These kinds of lists end up functioning as a kind of secular version of the biblical "signs of the times."

Aggregation

James Farmer posts an interesting comment about Steve Krause’s When Blogging Goes Bad: A Cautionary Tale About Blogs, Emailing Lists, Discussion, and Interaction. Krause concludes that email lists were a more efficient and direct way of encouraging discussion in his class. This was largely the product of the directness of the “in-box” contact. Farmer makes the critical point:

Blogs can be like email too though (and much more effective in many ways) through aggregation and I think that had, for example, a combination of the public aggregator facility in Drupal been used alongside individual aggregators like Bloglines then things might have turned out very differently.

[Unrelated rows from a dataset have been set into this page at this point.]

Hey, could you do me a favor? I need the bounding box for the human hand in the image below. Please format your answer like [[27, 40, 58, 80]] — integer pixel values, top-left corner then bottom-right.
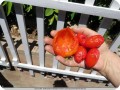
[[44, 27, 109, 71]]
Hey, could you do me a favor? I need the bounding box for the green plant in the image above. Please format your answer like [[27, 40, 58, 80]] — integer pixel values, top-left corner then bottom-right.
[[2, 1, 33, 16], [45, 8, 59, 25], [2, 1, 13, 16]]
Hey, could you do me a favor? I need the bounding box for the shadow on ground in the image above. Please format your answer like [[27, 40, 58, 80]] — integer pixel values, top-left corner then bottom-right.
[[53, 79, 67, 87], [0, 66, 13, 87]]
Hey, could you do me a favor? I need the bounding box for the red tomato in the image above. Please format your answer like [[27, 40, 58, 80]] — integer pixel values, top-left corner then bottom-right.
[[77, 33, 87, 46], [52, 28, 79, 57], [74, 46, 87, 63], [85, 35, 104, 48]]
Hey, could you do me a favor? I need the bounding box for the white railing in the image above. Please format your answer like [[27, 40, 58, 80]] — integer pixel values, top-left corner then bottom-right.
[[0, 0, 120, 81]]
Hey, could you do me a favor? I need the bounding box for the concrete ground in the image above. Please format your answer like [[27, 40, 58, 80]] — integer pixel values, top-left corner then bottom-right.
[[0, 35, 113, 88], [0, 52, 113, 88]]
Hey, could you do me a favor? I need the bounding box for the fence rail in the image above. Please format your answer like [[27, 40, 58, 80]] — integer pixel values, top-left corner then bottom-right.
[[0, 0, 120, 81]]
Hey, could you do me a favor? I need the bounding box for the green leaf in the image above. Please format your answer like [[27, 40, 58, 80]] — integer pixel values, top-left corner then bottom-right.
[[54, 9, 59, 13], [2, 1, 7, 6], [54, 14, 58, 21], [26, 5, 32, 12], [45, 8, 54, 16], [71, 12, 75, 20], [49, 16, 54, 25], [7, 2, 12, 16]]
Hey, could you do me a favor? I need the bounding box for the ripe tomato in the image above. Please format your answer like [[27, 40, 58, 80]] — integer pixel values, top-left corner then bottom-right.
[[52, 28, 79, 57], [74, 46, 87, 63]]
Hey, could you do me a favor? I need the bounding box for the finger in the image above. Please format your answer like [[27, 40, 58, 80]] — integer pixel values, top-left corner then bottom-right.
[[56, 56, 74, 66], [45, 45, 54, 55], [73, 27, 98, 37], [44, 37, 53, 45], [50, 30, 58, 37], [56, 56, 79, 67]]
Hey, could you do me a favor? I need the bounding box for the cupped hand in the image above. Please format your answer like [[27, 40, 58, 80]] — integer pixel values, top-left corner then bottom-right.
[[44, 27, 109, 71]]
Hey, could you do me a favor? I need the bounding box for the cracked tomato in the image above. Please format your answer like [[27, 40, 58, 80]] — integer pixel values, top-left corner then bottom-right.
[[52, 28, 79, 57]]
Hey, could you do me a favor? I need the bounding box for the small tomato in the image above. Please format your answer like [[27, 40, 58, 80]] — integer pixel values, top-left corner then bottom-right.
[[52, 28, 79, 57]]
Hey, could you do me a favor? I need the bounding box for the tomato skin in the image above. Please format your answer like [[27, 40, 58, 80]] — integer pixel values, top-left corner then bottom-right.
[[74, 46, 87, 63], [85, 48, 100, 69], [77, 33, 87, 46], [52, 28, 79, 57], [85, 35, 104, 48]]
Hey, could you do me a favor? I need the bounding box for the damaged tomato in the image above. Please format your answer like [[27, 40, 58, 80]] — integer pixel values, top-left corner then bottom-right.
[[52, 28, 79, 57]]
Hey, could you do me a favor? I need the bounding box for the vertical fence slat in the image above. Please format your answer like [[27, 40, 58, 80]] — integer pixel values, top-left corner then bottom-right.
[[0, 5, 19, 65], [0, 42, 9, 66], [53, 10, 66, 69], [79, 0, 95, 27], [97, 18, 112, 35], [110, 33, 120, 52], [78, 0, 95, 73], [36, 7, 45, 67], [14, 3, 34, 76], [110, 0, 120, 52]]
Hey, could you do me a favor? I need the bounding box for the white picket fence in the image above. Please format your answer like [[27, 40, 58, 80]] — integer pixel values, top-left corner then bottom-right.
[[0, 0, 120, 81]]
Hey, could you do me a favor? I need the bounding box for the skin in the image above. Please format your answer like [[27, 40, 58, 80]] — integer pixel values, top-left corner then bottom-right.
[[44, 27, 120, 87]]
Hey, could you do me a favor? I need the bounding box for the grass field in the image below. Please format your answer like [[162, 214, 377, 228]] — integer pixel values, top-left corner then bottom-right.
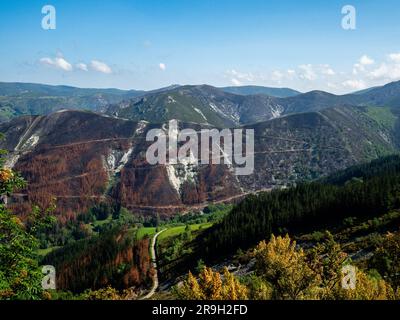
[[37, 247, 61, 257], [136, 227, 157, 239], [158, 222, 212, 241], [136, 222, 216, 241]]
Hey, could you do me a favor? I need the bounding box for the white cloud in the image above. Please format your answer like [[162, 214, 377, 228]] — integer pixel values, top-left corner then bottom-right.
[[342, 80, 367, 90], [40, 57, 73, 71], [75, 63, 88, 71], [90, 60, 112, 74], [319, 64, 336, 76], [271, 70, 284, 82], [359, 54, 375, 66], [227, 69, 254, 82], [299, 64, 318, 81], [368, 63, 400, 81], [231, 78, 242, 86], [389, 53, 400, 63]]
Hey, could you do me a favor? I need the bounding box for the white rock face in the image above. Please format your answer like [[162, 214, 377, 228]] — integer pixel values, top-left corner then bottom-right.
[[165, 154, 198, 195], [193, 108, 207, 121], [271, 105, 285, 119], [135, 120, 149, 135], [4, 154, 20, 169], [22, 134, 40, 150], [115, 148, 133, 173]]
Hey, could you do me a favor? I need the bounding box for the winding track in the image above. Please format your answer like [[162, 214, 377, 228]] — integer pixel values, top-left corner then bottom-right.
[[140, 229, 167, 300]]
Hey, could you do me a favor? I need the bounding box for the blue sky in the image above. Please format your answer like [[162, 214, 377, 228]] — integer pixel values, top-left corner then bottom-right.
[[0, 0, 400, 93]]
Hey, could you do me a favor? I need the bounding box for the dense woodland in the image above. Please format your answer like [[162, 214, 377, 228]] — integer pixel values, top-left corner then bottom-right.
[[197, 156, 400, 258], [42, 228, 152, 292]]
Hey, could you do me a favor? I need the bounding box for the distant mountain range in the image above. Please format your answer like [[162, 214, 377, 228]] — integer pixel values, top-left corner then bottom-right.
[[0, 82, 400, 215], [0, 82, 400, 127], [0, 107, 400, 219], [220, 86, 301, 98]]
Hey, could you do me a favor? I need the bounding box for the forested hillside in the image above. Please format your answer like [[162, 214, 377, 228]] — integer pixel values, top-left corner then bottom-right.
[[200, 156, 400, 257]]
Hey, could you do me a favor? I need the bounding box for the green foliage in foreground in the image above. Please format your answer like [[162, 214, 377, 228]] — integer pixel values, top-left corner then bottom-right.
[[0, 148, 54, 300]]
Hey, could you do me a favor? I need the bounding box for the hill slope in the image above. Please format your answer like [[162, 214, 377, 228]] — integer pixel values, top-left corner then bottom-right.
[[0, 107, 399, 215]]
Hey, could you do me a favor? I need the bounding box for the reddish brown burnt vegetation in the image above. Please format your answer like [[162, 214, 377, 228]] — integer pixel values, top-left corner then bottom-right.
[[44, 231, 153, 292]]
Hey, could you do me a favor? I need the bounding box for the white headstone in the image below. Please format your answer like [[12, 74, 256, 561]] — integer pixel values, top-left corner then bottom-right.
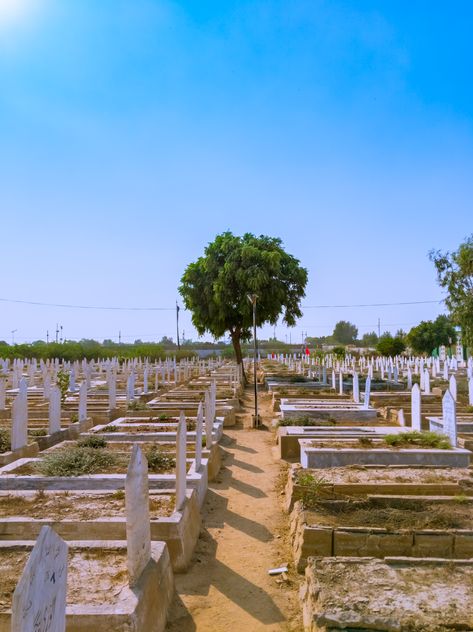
[[448, 375, 457, 401], [11, 378, 28, 450], [411, 384, 421, 430], [11, 527, 68, 632], [363, 376, 371, 410], [397, 408, 406, 427], [442, 388, 457, 448], [79, 382, 87, 422], [353, 371, 360, 404], [125, 443, 151, 586], [48, 386, 61, 434], [176, 411, 187, 511], [195, 402, 204, 472]]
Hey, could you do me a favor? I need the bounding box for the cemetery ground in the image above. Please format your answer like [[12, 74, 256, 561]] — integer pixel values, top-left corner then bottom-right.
[[167, 385, 303, 632]]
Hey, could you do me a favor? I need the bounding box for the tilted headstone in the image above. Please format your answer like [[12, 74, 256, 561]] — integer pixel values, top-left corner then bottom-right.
[[11, 378, 28, 450], [411, 384, 421, 430], [448, 375, 457, 401], [11, 526, 68, 632], [195, 402, 204, 472], [363, 376, 371, 410], [353, 371, 360, 404], [176, 411, 187, 511], [79, 382, 87, 422], [125, 443, 151, 586], [48, 386, 61, 434], [442, 388, 457, 448], [397, 408, 406, 427]]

Of course, people might not have used them (aggregators are hardly ubiquitous) but had they been used, even in very small numbers, I think that the results of his experiment might have been quite different. Blogging without aggregation is pointless (and I might also say that aggregation without blogging is equally lost…)

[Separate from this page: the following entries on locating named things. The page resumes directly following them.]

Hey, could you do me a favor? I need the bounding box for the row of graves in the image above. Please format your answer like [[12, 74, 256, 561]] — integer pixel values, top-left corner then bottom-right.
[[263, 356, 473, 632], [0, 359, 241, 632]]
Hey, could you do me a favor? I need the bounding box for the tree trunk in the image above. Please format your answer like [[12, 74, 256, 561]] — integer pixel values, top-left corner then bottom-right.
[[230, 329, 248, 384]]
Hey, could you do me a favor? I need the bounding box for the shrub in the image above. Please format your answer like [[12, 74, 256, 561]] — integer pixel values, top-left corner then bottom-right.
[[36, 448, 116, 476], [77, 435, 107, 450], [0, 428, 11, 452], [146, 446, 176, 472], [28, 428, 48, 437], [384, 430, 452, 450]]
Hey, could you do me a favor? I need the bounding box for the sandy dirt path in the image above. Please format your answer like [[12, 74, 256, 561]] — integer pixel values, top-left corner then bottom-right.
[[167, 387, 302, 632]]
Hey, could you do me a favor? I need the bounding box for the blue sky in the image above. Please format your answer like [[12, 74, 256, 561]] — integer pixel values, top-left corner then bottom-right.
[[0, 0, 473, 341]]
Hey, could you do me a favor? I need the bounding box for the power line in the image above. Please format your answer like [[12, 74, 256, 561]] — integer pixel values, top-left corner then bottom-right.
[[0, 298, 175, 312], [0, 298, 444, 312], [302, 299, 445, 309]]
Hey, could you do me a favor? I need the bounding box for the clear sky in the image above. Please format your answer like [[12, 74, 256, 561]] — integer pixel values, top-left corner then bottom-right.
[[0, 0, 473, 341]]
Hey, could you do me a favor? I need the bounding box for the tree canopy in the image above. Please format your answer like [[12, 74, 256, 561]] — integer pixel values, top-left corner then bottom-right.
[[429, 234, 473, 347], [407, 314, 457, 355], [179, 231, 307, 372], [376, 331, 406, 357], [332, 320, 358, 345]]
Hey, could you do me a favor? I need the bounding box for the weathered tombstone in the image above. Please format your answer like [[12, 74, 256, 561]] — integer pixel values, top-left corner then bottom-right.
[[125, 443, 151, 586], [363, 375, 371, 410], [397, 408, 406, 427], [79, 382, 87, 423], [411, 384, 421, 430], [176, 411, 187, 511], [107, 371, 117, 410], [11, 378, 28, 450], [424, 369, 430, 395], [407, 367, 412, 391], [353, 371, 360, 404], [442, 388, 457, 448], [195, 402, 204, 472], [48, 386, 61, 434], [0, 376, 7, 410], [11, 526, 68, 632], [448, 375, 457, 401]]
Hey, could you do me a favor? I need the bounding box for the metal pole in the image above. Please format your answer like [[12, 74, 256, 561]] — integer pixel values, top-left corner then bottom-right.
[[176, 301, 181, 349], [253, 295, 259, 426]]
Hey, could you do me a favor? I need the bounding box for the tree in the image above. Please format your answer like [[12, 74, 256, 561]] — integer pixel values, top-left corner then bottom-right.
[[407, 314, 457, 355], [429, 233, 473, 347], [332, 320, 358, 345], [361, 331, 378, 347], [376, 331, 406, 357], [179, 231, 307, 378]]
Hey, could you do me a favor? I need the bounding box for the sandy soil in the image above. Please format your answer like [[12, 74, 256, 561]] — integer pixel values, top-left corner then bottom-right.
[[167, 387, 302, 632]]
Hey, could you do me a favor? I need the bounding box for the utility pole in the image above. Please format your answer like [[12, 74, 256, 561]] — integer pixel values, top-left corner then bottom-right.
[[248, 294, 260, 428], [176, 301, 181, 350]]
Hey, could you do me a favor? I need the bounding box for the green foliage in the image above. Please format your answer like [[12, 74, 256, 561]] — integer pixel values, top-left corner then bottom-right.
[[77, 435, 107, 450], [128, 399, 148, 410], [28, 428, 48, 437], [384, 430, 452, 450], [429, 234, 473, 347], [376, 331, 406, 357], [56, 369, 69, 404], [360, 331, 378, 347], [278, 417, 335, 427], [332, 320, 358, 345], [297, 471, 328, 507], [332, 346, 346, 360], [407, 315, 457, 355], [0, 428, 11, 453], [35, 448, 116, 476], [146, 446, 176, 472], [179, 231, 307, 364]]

I’ve been having some discussions about using blogs at UTS and the usual advice is use Blogger. But it seems to me this is using about 30% of the potential of blogs. Firstly Blogger doesn’t easily accommodate categories and so you loose part of the knowledge management function. Secondly they do not easily aggregate (you could use Bloglines but I think this is clumsy) so you loose the community of practice aspect of blogging.

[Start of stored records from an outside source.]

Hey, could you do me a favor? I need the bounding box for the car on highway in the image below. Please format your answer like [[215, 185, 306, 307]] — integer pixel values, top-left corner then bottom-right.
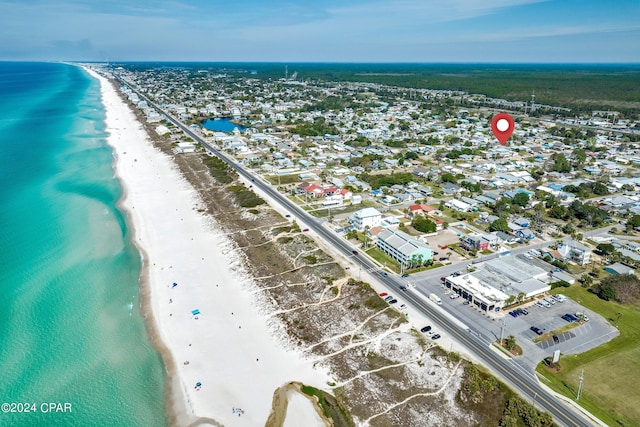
[[560, 313, 573, 323], [529, 326, 543, 335]]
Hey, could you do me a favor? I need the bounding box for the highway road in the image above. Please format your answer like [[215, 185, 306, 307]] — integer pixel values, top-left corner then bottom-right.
[[116, 77, 596, 427]]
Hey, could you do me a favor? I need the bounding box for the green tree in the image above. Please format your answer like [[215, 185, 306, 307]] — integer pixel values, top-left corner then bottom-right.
[[627, 215, 640, 228], [551, 153, 571, 173], [513, 192, 529, 208], [440, 172, 458, 184], [411, 215, 436, 233], [489, 218, 511, 233], [596, 243, 616, 255], [504, 335, 517, 350], [571, 148, 587, 168]]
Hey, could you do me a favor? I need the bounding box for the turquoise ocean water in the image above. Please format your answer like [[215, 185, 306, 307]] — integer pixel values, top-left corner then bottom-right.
[[0, 62, 166, 426]]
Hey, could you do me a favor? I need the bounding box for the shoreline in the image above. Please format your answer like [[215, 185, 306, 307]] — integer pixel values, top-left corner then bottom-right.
[[84, 67, 328, 425]]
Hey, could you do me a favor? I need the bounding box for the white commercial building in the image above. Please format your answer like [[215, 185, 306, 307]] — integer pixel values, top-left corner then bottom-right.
[[445, 256, 555, 311]]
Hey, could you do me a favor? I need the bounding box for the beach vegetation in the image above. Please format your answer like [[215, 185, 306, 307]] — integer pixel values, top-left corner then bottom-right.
[[228, 185, 265, 208], [300, 385, 355, 427], [203, 157, 235, 184]]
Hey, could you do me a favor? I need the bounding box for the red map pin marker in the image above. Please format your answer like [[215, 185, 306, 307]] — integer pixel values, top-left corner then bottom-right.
[[491, 113, 515, 145]]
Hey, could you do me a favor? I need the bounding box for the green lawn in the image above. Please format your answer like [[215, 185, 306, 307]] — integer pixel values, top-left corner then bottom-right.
[[538, 286, 640, 426], [367, 247, 400, 273]]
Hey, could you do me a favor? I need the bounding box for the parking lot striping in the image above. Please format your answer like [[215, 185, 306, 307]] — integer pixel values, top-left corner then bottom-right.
[[567, 330, 618, 353]]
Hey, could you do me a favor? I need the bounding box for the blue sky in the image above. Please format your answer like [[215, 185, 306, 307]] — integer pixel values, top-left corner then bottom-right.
[[0, 0, 640, 63]]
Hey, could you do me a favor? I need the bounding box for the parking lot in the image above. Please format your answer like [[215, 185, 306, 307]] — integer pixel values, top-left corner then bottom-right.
[[418, 281, 618, 367]]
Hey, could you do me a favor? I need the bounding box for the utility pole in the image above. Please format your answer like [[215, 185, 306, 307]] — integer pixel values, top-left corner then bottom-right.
[[576, 369, 584, 400]]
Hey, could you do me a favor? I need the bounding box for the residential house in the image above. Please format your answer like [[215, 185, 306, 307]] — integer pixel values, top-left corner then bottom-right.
[[349, 208, 382, 231], [558, 240, 591, 265]]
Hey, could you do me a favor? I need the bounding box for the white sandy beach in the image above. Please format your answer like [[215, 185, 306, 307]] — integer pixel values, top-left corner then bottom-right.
[[88, 70, 329, 426]]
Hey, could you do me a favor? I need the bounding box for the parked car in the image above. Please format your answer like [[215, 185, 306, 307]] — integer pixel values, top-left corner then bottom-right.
[[529, 326, 543, 335], [576, 312, 589, 322]]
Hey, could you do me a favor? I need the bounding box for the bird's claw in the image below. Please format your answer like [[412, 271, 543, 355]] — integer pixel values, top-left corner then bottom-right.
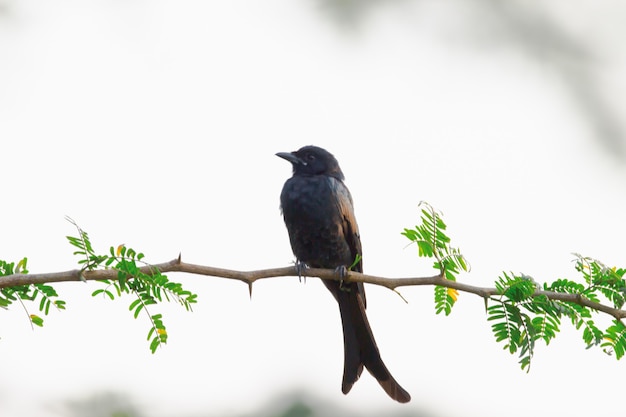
[[335, 265, 350, 291], [296, 261, 308, 283]]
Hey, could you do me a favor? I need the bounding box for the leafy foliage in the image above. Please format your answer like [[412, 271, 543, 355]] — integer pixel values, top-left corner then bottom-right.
[[67, 219, 197, 353], [402, 203, 626, 370], [402, 202, 469, 316], [487, 255, 626, 369], [0, 258, 65, 327]]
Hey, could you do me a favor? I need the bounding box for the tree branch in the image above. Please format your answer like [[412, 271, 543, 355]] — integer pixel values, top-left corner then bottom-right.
[[0, 256, 626, 320]]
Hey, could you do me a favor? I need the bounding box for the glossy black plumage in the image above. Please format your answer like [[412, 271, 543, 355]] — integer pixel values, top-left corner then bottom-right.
[[276, 146, 411, 403]]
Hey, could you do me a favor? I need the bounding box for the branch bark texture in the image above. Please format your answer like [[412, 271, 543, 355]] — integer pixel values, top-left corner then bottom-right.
[[0, 256, 626, 320]]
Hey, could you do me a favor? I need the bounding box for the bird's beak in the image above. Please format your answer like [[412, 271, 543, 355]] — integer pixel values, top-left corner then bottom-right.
[[276, 152, 306, 165]]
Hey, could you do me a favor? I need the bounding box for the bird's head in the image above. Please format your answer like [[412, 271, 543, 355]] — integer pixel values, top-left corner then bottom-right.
[[276, 146, 344, 181]]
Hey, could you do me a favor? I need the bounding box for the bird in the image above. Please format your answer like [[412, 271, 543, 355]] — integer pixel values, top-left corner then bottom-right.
[[276, 145, 411, 403]]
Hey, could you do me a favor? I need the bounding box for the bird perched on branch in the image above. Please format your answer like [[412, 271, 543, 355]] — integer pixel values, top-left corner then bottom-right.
[[276, 146, 411, 403]]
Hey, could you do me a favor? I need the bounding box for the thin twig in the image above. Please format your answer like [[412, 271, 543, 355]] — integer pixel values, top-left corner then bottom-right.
[[0, 256, 626, 320]]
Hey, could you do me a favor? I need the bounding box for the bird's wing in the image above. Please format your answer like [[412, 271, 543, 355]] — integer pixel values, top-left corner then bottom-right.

As Lilia Efimova and Aldo de Moor have recently pointed out in a very interesting analysis of weblog conversations:

Unlike other tools that support conversations, weblogs provide their authors with a personal space simultaneously with a community space. As a result, at any given time a blogger is involved in two types of conversations: (1) conversations with self and (2) conversations with others.

In the simplest case, a weblog post is fully and only embedded into “a conversation with self”, a personal narrative used to articulate and to organise one’s own thinking. A single blogger could have several of such conversations simultaneously, returning to ideas over time. Next, each of the posts can trigger a conversation with others that can take several rounds of discussions as well.

While in an active blogging community this communal conversation flows backwards and forwards between individual blogs in a course context, particularly with students using blogs for the first time, a series of individual blogs which aggregate to a common front page would assist the development of both conversations.

This also points to the advantage that blogs have over Blackboard threaded discussion. It could be argued that this facilitates better communal conversation. However there is really no sense of a developing personal publication in a series of scattered discussion posts.